Evaluating Large Language Models (LLMs) in Information Extraction: A Case Study of Extracting Cognitive Exam Dates and Scores
Background Large language models (LLMs) provide powerful natural language processing capabilities in medical and clinical tasks. Evaluating LLM performance is crucial due to potential false results. In this study, we assessed ChatGPT and Llama2, two state‐of‐the‐art LLMs, in extracting information from clinical notes, focusing on cognitive tests, specifically the Mini Mental State Exam (MMSE) and Cognitive Dementia Rating (CDR). Method We compiled a dataset consisting of 765 clinical notes mentioning MMSE and CDR. 22 medically trained experts provided the ground truth. ChatGPT (GPT‐4, version “2023‐03‐15‐preview”) and Llama2 (“Llama‐2‐70b‐chat”) were used to extract MMSE and CDR instances with corresponding dates. Inference was successful for 742 notes. We used 20 notes for fine‐tuning and training the reviewers. The remaining 722 were assigned to reviewers, with 309 assigned to two reviewers simultaneously. Precision, sensitivity, true/false negative rates, and accuracy were calculated. For double‐reviewed notes, we qualitatively assessed the errors. Result The patient and note characteristics can be found in Table 1. For MMSE information extraction, ChatGPT (vs. Llama2) achieved accuracy of 83% (vs. 66.4%), sensitivity of 89.7% (vs. 69.9%), true‐negative rates of 96% (vs 60.0%), and precision of 82.7% (vs 62.2%). For CDR the results were lower overall, with accuracy of 87.1% (vs. 74.5%), sensitivity of 84.3% (vs. 39.7%), true‐negative rates of 99.8% (98.4%), and precision of 48.3% (vs. 16.1%).
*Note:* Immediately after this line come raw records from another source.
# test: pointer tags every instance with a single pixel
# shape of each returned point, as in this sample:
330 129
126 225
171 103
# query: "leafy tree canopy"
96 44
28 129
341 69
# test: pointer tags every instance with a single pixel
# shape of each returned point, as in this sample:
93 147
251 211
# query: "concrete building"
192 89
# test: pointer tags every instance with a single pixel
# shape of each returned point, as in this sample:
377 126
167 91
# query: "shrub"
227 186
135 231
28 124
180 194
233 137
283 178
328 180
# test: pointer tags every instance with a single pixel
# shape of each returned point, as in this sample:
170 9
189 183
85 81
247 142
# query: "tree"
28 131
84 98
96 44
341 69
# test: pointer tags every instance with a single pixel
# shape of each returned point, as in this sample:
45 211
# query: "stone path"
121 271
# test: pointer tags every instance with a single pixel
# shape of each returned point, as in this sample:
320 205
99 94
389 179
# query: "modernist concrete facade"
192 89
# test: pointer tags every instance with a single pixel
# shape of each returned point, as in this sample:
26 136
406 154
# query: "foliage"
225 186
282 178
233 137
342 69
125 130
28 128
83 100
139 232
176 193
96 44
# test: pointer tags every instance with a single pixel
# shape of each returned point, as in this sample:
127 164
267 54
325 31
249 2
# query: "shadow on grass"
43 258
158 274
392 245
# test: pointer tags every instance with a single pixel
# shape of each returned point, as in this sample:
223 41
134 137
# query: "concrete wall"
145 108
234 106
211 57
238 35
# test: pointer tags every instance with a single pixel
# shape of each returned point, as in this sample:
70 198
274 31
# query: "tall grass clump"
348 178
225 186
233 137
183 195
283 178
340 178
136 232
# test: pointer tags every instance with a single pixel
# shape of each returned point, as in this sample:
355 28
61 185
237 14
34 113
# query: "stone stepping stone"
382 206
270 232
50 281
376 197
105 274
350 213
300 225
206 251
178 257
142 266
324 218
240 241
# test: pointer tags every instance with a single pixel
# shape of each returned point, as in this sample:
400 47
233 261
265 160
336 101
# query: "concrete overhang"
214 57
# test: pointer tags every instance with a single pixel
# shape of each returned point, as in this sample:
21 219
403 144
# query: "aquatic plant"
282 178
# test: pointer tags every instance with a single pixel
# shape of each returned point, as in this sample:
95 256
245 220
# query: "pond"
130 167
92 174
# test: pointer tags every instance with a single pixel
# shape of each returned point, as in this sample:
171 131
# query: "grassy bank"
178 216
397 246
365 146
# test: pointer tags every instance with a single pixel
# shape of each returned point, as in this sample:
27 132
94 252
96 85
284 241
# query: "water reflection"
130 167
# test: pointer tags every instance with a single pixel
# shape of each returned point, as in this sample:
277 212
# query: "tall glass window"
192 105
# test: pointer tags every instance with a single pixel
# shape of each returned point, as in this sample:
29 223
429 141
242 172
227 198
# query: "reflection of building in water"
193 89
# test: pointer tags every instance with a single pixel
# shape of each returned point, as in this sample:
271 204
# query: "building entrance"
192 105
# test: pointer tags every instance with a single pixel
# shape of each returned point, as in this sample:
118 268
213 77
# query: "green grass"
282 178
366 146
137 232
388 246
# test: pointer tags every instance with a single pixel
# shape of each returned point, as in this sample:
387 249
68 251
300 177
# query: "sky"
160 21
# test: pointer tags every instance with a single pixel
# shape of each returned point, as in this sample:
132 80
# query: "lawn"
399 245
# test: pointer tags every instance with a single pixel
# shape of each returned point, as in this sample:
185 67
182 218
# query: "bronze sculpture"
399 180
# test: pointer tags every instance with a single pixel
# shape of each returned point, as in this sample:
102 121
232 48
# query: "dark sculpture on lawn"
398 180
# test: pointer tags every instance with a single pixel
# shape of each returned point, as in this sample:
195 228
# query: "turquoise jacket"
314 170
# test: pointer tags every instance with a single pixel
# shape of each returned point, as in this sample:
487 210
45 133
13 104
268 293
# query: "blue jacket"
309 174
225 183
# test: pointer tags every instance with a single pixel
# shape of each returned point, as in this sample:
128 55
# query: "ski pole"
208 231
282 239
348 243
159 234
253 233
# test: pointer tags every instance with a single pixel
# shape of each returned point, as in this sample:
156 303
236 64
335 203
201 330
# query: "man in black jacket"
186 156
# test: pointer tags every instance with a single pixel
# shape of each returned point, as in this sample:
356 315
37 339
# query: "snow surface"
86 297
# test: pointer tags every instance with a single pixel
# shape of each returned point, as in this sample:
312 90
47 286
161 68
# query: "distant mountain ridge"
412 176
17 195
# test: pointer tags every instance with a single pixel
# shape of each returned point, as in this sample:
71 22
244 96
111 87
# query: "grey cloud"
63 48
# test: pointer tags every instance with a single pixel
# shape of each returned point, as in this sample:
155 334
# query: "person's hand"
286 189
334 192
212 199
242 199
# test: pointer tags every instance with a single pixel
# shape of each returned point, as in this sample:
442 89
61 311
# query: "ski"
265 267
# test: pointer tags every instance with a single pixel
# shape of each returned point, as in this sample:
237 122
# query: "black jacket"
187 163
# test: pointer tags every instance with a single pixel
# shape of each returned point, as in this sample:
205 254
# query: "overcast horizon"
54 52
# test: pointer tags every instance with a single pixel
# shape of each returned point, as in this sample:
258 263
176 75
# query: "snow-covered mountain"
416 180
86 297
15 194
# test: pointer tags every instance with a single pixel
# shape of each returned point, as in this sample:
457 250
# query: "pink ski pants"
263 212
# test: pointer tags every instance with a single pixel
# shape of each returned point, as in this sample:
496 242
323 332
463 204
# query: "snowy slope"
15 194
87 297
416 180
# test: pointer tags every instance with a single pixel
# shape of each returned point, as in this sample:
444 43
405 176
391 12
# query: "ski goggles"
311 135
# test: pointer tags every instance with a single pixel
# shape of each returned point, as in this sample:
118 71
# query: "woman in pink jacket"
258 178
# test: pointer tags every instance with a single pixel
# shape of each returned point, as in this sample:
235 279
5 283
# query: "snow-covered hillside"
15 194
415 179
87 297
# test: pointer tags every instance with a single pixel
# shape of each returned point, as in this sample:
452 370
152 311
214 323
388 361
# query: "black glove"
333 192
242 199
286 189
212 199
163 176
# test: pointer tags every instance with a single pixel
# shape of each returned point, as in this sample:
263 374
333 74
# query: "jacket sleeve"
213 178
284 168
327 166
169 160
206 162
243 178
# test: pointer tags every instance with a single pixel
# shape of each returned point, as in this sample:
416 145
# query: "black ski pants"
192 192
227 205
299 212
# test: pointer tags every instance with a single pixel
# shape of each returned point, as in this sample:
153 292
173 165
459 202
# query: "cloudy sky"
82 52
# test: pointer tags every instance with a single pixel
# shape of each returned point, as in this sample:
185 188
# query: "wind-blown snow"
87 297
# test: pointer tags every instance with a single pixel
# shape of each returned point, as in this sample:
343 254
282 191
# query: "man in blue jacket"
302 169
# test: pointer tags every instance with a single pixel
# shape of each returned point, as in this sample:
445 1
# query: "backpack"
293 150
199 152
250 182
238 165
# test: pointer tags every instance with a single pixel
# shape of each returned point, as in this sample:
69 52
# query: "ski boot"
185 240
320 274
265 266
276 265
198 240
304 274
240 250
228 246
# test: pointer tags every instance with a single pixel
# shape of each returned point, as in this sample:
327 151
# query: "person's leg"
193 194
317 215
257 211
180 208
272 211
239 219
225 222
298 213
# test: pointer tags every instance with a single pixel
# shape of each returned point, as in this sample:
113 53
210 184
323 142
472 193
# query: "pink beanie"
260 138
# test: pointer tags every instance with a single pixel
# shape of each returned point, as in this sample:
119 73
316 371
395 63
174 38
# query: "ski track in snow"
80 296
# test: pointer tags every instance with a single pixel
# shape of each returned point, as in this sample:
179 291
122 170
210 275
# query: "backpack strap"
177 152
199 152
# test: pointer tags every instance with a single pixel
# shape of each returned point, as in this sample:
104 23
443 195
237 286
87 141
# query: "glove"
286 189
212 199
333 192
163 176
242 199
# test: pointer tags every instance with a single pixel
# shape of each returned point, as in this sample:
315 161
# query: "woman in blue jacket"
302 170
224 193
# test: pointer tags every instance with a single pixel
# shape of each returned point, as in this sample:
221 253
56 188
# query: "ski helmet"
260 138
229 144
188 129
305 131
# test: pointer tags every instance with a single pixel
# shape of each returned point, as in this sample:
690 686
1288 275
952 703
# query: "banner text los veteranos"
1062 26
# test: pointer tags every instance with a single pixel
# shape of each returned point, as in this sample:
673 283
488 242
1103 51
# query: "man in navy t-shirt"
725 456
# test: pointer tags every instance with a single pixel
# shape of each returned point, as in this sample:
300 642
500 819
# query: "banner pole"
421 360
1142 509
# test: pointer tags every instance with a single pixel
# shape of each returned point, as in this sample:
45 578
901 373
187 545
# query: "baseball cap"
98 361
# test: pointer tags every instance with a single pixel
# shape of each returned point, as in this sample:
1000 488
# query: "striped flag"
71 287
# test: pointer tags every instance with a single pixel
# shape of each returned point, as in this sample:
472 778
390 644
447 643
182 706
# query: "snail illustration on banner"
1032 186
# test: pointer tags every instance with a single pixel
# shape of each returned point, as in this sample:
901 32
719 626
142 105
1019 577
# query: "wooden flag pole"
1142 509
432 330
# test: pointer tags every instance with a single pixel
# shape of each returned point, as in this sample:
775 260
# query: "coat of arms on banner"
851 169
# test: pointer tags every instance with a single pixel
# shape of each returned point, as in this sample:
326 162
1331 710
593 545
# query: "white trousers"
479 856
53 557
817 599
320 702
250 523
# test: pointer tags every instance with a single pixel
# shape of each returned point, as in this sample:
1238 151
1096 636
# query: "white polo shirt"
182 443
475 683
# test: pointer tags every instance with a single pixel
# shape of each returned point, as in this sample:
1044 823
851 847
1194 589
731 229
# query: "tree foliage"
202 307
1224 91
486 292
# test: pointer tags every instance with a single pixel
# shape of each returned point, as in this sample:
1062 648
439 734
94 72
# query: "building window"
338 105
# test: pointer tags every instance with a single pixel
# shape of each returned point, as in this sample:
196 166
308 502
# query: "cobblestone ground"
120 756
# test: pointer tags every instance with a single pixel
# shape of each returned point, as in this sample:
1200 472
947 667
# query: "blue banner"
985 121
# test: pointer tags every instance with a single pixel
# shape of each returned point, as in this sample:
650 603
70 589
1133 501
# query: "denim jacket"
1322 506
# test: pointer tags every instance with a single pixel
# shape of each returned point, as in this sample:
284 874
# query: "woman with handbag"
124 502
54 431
We qualitatively evaluated the MMSE errors of ChatGPT and Llama2 on double‐reviewed notes. Llama2 errors included 27 cases of total hallucination, 19 cases where other scores were reported instead of MMSE, 25 missed scores, and 23 cases where the wrong date was reported for the right score. In comparison, ChatGPT’s errors included only 3 cases of total hallucination, 17 cases of wrong test reported instead of MMSE, and 19 cases of reporting a wrong date. Conclusion ChatGPT exhibited high accuracy in extracting MMSE scores and dates, with better performance compared to Llama2. The use of LLMs could benefit dementia research and clinical care, by identifying eligible patients for treatments initialization or clinical trial enrollments. Rigorous evaluation of LLMs is crucial to understanding their capabilities and limitations.